Perhaps it wouldn’t matter, anyway. So many extenuating circumstances secretly conspired against The Watch over the past few months, you could reasonably conclude that God was opposed to the movie ever reaching theaters. For starters, the film had to change its title (and rethink its marketing campaign) after the tragic shooting death of Florida teenager Trayvon Martin at the hands of neighborhood watchman George Zimmerman. As if that wasn’t bad enough, a week before The Watch opens, a lunatic opens fire in a Colorado movie theater, making it difficult to belly laugh at currently insensitive jokes about gunplay, shootouts and campaigns to stop the senseless murders in our suburban community. “Our society has rules,” Stiller tells a crowd after an unfortunate killing in the film’s first act, and we wince at the bad taste of a joke that’s the victim of poor timing.

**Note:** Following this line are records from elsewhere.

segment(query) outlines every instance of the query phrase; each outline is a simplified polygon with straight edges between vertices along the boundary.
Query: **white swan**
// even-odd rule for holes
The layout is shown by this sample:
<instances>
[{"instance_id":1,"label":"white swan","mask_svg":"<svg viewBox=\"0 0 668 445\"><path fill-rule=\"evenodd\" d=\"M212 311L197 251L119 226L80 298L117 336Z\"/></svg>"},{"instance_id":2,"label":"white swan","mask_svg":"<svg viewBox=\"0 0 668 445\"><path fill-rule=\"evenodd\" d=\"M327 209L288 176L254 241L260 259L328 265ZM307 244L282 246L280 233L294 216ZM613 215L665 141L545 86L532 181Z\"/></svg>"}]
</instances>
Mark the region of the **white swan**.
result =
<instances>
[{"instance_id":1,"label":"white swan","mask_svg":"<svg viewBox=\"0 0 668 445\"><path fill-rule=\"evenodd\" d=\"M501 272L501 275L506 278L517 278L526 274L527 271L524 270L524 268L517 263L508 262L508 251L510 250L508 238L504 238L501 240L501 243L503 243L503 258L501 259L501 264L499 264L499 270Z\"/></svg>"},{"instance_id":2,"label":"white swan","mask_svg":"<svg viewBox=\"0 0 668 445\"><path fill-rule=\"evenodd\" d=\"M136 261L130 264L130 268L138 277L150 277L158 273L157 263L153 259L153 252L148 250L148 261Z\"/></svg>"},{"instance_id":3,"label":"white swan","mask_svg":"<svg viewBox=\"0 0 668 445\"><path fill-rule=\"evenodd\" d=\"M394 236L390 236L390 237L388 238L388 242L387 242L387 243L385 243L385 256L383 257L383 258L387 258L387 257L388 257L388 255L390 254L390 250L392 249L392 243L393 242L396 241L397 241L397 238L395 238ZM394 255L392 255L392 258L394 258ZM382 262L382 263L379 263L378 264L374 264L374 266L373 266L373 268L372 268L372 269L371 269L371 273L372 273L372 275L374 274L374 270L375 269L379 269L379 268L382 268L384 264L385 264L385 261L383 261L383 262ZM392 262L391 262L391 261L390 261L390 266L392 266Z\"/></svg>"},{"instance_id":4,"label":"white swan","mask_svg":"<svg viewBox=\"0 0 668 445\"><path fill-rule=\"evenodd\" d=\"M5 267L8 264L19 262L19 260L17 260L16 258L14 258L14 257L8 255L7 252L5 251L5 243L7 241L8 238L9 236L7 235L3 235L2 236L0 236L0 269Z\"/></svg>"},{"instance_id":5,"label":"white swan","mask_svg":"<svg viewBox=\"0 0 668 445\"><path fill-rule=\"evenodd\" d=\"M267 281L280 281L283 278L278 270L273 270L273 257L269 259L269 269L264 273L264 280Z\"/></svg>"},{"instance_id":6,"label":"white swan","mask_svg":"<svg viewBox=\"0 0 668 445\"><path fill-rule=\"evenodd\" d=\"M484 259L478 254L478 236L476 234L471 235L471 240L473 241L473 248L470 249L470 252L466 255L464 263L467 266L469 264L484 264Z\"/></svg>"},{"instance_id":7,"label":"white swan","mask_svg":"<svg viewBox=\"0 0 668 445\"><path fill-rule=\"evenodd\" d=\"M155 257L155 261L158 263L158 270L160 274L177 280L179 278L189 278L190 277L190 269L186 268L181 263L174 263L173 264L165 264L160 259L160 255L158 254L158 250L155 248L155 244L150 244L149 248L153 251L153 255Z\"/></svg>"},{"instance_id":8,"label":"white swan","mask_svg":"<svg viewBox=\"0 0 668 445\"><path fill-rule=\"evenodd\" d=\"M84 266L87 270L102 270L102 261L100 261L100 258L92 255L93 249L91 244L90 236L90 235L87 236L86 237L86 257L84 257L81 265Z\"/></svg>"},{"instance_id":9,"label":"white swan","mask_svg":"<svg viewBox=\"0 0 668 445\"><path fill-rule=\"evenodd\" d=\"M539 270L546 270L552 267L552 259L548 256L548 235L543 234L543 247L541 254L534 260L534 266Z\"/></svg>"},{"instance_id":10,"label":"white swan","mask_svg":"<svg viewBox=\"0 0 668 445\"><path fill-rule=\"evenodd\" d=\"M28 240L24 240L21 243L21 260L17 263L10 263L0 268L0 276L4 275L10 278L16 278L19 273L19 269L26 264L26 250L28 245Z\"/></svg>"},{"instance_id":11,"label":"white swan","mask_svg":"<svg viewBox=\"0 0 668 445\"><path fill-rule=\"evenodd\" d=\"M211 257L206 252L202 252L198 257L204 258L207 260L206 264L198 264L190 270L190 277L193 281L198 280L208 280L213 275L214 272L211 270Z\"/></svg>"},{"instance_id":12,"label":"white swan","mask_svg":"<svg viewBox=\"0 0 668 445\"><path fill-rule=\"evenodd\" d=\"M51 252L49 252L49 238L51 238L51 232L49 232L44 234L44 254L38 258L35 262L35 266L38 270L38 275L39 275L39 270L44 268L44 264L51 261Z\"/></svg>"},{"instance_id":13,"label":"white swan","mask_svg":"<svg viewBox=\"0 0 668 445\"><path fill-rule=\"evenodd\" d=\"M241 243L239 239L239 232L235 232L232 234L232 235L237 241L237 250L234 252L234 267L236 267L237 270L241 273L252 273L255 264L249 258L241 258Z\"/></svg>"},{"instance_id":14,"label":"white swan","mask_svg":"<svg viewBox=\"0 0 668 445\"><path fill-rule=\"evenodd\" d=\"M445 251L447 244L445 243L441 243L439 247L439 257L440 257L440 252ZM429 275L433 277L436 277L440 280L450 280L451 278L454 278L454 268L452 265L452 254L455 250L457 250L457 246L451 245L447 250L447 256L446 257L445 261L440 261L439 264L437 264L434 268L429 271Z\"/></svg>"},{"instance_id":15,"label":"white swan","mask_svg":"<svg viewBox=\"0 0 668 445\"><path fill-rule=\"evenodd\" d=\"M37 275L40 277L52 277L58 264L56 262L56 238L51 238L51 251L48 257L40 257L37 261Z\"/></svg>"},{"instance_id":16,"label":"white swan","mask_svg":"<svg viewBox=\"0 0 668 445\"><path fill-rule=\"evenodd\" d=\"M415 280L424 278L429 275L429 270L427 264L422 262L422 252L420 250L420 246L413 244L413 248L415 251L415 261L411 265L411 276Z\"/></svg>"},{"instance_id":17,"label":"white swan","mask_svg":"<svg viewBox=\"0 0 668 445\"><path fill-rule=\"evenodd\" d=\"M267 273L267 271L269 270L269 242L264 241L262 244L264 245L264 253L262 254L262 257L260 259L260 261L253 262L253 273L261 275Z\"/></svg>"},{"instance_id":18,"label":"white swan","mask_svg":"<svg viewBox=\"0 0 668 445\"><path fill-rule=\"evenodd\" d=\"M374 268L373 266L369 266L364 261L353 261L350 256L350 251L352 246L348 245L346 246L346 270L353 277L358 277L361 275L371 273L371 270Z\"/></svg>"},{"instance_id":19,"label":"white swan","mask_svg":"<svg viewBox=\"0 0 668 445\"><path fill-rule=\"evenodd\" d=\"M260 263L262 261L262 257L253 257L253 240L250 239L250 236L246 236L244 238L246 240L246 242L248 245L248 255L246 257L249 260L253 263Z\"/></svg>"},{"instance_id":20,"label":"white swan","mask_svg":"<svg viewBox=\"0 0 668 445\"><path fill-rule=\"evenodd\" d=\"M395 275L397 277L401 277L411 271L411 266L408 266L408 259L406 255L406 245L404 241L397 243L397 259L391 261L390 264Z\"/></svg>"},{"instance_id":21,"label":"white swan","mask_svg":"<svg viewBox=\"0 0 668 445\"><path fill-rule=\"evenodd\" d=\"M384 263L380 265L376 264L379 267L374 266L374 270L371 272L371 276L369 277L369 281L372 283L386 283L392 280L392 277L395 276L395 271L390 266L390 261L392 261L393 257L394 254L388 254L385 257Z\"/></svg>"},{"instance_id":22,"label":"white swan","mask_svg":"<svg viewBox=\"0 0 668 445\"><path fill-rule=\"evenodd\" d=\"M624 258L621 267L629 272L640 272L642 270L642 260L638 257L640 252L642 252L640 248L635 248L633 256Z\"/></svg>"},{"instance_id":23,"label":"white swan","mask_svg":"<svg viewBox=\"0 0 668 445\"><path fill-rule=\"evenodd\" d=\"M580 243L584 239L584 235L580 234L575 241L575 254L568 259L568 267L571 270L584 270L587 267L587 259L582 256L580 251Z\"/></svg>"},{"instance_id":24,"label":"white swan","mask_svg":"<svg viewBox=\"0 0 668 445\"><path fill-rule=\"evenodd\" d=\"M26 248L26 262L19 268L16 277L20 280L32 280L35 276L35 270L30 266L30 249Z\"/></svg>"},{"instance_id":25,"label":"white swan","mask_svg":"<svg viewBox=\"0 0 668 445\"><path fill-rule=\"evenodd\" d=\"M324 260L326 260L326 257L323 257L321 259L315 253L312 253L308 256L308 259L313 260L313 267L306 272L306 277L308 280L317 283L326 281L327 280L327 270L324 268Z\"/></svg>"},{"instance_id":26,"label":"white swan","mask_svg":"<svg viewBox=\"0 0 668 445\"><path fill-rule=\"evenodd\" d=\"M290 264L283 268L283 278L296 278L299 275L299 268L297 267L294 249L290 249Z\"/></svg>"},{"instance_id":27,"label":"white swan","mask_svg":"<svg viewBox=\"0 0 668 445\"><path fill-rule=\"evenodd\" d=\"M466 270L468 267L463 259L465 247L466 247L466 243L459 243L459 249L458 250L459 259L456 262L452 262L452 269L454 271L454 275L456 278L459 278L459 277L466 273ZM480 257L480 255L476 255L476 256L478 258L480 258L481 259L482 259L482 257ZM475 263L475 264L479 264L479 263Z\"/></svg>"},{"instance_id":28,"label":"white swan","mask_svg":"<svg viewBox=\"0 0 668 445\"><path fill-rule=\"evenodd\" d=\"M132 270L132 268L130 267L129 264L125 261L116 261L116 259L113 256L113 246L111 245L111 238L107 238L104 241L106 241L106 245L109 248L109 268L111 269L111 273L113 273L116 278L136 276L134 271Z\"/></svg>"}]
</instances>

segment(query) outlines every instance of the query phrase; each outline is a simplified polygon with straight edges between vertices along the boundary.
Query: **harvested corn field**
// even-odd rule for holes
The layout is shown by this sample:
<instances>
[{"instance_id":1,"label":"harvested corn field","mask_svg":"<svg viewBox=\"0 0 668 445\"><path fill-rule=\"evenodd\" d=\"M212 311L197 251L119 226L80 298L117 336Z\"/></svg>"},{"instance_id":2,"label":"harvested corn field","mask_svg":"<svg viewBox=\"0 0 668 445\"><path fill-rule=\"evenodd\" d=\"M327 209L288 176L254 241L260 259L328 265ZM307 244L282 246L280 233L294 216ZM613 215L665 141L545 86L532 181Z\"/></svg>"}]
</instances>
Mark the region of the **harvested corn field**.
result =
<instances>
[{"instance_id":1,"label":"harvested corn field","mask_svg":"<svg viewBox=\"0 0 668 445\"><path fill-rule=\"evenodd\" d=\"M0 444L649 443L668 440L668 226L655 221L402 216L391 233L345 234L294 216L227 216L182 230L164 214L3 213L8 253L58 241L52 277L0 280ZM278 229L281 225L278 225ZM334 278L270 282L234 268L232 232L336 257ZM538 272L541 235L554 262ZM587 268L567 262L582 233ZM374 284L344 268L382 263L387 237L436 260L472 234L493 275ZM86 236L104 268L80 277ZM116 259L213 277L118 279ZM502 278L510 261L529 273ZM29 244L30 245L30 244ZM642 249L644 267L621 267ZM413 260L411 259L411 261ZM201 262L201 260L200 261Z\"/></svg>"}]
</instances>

The Watch would have to be fall-on-the-floor funny to overcome the obstacles outside events have placed in its path. It’s not.
That’s not to say there aren’t amusing moments in The Watch. It’s just that few of them can be traced back to the four leads. Will Forte plays an arrogant small-town cop who’s an outstandingly bizarre foil to Stiller’s straight-guy routine. R. Lee Ermey milks the umpteenth spoof of his deranged Full Metal Jacket drill sergeant, yet still musters a chuckle simply by swearing and imposing his will. And Billy Crudup saunters out of left field to steal a handful of scenes as Stiller’s mysterious new neighbor. We’re supposed to suspect Crudup’s character of being an alien. The reality of his situation provides a much funnier payoff (and allows director Akiva Schaffer’s The Lonely Island colleagues to make a gratuitously gross but humorous cameo).
Everything funnels through the four-man Watch team, and two guys can’t pull weight. Richard Ayoade guards a secret with his deadpan delivery, and Jonah Hill switches gears to play a borderline psychotic eager to patrol in this suburban “militia.” Vaughn and Stiller, however, turn out carbon copies of characters from their past. The latter has been playing the put-upon dweeb for so long, he at least discovers a new shade to exploit for The Watch. Vaughn, though, retreats right back to the rapid patter and false bravado he first introduced nearly 15 years ago as Trent in Doug Liman’s Swingers. Vaughn has become a parody of himself at this point.
Schaffer is a talented filmmaker responsible for some hilarious skits and segments with The Lonely Island colleagues Andy Samberg and Jorma Taccone. His claim to fame probably remains Lazy Sunday, the digital short he created for Saturday Night Live. But unless you worship at the altar of Hot Rod (which is possible), Schaffer has yet to transition his creative eye to a feature-length effort, and those hoping The Watch finally was going to be his breakthrough comedy will be forced to keep waiting a little while longer.